Quinn And Rachel's Relationhip On 'UnREAL' Is TV's Best Love Story

There's no love more real -- and "everlasting" -- than female friendship.
Credit: A+E Networks

Mindy and Danny. Hannah and Adam. Alex and Piper. Cookie and Luscious. Olivia and Fitz. I have a deep affection for all of these fictional couples, but even the best of on-screen romantic pairings have nothing on Rachel and Quinn, the morally ambiguous antiheroines on Lifetime's critical darling, "UnREAL."

The second-to-last scene of the show's first season finale, says it all:

"I love you. You know that, right?," says reality TV producer Rachel, collapsing on a lawn chair after producing a brutal, live finale episode.

"I love you too," responds Quinn, her boss and partner-in-legal-crime. "Weirdo."
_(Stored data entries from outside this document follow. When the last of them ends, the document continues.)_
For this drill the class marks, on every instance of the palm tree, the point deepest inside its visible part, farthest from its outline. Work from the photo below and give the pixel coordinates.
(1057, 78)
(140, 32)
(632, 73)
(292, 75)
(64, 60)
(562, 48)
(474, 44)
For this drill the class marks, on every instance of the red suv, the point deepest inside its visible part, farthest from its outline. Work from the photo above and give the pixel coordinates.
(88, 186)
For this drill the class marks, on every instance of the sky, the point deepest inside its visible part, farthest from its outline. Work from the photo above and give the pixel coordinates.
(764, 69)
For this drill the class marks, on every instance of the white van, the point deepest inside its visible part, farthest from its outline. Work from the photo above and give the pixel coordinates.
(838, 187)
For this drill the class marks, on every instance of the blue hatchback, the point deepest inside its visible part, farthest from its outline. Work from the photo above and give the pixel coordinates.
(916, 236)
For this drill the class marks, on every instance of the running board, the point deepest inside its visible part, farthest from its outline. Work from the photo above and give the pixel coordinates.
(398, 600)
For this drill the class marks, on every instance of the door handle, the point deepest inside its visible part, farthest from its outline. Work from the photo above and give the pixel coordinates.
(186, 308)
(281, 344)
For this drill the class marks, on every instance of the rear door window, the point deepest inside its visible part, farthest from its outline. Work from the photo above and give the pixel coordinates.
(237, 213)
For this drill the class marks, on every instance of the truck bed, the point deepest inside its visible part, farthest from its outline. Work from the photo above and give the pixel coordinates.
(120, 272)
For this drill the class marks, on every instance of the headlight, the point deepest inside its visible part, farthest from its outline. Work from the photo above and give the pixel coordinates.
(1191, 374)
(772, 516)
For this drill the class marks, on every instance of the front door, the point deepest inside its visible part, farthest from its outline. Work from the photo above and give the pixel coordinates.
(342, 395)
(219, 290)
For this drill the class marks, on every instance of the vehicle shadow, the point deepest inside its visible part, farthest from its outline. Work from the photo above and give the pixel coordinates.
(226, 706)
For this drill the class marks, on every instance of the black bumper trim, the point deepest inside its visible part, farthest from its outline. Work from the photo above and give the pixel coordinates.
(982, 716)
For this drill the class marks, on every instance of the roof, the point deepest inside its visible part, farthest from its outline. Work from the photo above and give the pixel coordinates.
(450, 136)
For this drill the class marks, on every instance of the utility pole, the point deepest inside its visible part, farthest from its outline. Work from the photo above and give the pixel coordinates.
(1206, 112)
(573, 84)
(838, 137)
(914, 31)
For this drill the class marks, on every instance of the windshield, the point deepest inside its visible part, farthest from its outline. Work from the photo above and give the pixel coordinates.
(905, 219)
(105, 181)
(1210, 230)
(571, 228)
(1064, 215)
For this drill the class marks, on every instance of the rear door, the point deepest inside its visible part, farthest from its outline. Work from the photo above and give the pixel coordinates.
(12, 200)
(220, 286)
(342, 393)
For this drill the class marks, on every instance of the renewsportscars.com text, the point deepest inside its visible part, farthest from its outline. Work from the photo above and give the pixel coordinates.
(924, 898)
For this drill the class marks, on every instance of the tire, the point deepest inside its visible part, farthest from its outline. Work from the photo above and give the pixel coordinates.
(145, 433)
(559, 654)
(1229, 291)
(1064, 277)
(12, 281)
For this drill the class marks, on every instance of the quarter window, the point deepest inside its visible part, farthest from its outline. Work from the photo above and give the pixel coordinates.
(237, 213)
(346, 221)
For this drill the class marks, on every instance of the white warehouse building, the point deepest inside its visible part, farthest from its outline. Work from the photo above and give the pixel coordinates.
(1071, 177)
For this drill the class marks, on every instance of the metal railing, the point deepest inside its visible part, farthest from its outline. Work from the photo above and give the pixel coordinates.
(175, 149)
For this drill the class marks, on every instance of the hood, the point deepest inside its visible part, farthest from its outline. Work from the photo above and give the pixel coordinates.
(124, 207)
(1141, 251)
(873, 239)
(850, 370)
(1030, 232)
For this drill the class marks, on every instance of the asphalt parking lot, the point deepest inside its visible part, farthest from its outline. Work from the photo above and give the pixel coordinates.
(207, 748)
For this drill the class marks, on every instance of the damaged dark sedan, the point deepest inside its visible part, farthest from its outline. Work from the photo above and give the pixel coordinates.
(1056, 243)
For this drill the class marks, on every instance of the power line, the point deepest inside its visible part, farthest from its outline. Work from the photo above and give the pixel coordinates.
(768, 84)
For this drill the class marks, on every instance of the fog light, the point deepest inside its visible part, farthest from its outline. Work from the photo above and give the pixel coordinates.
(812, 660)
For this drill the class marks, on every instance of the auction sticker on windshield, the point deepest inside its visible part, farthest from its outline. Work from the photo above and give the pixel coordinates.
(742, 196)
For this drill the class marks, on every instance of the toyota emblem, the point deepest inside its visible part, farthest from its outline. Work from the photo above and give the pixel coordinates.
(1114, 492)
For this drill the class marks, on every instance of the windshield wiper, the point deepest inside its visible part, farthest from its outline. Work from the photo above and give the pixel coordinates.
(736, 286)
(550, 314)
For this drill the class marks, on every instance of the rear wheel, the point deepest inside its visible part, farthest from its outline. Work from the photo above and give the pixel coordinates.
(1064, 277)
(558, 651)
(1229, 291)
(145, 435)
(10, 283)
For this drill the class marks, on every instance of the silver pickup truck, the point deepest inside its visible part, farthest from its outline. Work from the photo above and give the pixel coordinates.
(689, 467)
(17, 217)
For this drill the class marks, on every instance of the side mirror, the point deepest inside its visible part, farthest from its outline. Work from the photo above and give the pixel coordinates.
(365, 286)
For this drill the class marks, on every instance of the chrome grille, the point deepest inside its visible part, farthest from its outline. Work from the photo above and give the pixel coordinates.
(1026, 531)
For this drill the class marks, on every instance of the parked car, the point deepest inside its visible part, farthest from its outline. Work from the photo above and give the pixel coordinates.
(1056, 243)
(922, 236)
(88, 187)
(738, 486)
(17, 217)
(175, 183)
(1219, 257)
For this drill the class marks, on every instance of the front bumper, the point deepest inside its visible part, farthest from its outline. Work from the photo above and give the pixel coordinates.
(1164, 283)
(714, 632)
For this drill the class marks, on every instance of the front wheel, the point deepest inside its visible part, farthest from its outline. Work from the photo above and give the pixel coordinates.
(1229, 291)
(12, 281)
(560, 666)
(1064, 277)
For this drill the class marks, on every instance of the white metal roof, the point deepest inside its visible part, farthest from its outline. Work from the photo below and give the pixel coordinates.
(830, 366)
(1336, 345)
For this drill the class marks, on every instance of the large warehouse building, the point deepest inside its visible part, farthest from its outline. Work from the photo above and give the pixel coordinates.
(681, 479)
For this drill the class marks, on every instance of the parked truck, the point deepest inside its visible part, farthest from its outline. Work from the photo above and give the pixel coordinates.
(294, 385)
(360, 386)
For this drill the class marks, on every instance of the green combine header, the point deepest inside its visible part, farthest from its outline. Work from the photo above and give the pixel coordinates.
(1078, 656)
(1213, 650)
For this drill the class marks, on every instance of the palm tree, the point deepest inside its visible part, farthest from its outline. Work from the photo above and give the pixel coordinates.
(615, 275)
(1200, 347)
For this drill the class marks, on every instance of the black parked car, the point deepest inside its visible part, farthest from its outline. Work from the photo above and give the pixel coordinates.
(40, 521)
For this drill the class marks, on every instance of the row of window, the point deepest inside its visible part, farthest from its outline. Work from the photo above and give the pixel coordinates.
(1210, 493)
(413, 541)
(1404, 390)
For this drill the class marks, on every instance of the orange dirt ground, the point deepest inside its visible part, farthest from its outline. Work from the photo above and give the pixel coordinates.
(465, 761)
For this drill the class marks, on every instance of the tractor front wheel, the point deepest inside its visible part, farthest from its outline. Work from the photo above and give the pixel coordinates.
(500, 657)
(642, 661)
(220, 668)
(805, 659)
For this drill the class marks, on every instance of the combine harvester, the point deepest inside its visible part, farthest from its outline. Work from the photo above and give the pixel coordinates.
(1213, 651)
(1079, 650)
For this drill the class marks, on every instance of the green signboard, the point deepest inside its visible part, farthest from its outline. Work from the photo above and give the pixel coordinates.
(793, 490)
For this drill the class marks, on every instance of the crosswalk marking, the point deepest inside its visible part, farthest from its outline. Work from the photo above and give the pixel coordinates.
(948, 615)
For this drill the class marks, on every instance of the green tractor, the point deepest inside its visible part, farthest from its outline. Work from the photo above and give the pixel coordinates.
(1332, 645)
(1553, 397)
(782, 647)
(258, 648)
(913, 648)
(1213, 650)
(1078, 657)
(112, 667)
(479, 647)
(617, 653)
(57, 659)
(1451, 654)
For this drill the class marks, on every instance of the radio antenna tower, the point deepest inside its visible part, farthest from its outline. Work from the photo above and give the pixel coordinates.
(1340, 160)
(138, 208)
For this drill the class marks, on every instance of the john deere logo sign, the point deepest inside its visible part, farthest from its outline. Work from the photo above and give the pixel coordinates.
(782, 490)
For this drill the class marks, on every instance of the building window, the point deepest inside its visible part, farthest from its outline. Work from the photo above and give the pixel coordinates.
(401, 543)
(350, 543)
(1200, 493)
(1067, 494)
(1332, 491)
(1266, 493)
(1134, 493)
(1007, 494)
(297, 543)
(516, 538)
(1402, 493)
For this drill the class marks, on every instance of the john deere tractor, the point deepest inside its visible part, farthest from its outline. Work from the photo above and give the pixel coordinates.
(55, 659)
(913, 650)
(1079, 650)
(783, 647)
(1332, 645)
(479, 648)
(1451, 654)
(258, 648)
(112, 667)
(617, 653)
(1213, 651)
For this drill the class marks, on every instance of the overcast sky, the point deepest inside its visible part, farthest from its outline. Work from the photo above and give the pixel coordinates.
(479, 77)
On a show full of faux romance, dedicated to stripping away the artifice of the fairy tale myth we buy into when we watch shows like "The Bachelor" and "The Bachelorette," one might make the mistake of thinking that "UnREAL" is devoid of true love.

But, romance is real: It just manifests itself on "UnREAL" as the -- platonic -- love between two fascinating, complicated, powerful women.

In an interview with Variety, "UnREAL" co-creator Sarah Gertrude Shapiro said as much pretty explicitly:

Rachel and Quinn are the primary relationship in this show. They’re the love story, they’re everything.

We're so used to seeing shows -- even ones with complex, groundbreaking female protagonists -- where relationships with other women are all but absent. It's refreshing to see intimate friendships between women treated as the main event, instead of a side piece to the heterosexual action.

In the finale, we see both Quinn and Rachel's ill-fated romances blow up in their faces (with Quinn directly contributing to the end of Rachel's dalliance with "Everlasting" suitor, Adam). And instead of sinking into their despair with a pint of ice cream and tears, they both wipe off their runny mascara and get back to the business of being damn good at what they do: producing intoxicating reality television. Because if there's one thing Chet, Adam and Jeremy can never match Quinn and Rachel in, it's their professional competence.

Quinn and Rachel are not traditionally "likable," as so many female characters on TV have to be. They are not characters who are always easy to root for, they are not always good to each other, but because they are so damn interesting, you end up wanting them to find some semblance of happiness anyway.

As someone who is a sucker for the fairy tale fantasy on-screen -- even though I intellectually know it's complete and utter bullshit -- I expected to feel a little bit disappointed that every romantic pairing went to hell during the finale. As Roxane Gay put it in a New York Times op-ed about "The Bachelor" franchise:

The real shame of “The Bachelor” and “The Bachelorette,” of the absurd theater of romantic comedies, of the sweeping passion of romance novels, is that they know where we are most tender, and they aim right for that place.

But the "UnREAL" finale tapped into something even better: the underrepresented, but just as epic, deeply relatable love story that exists between two female friends. So when I watched Rachel and Quinn team up to "produce the greatest finale in 'Everlasting' history" -- and pull it off with flying colors -- it truly felt like a happy(ish) ending.

For many women, the relationships that endure -- through dates and breakups and marriage and job changes and children and divorce and loss -- are female friendships; intensely beautiful, sometimes twisted, deeply loving friendships.

The allure of seeing "behind-the-scenes" of a reality show might be what drew many viewers to "UnREAL" initially, but it's Quinn and Rachel's f**ked up love story that will make them stick around.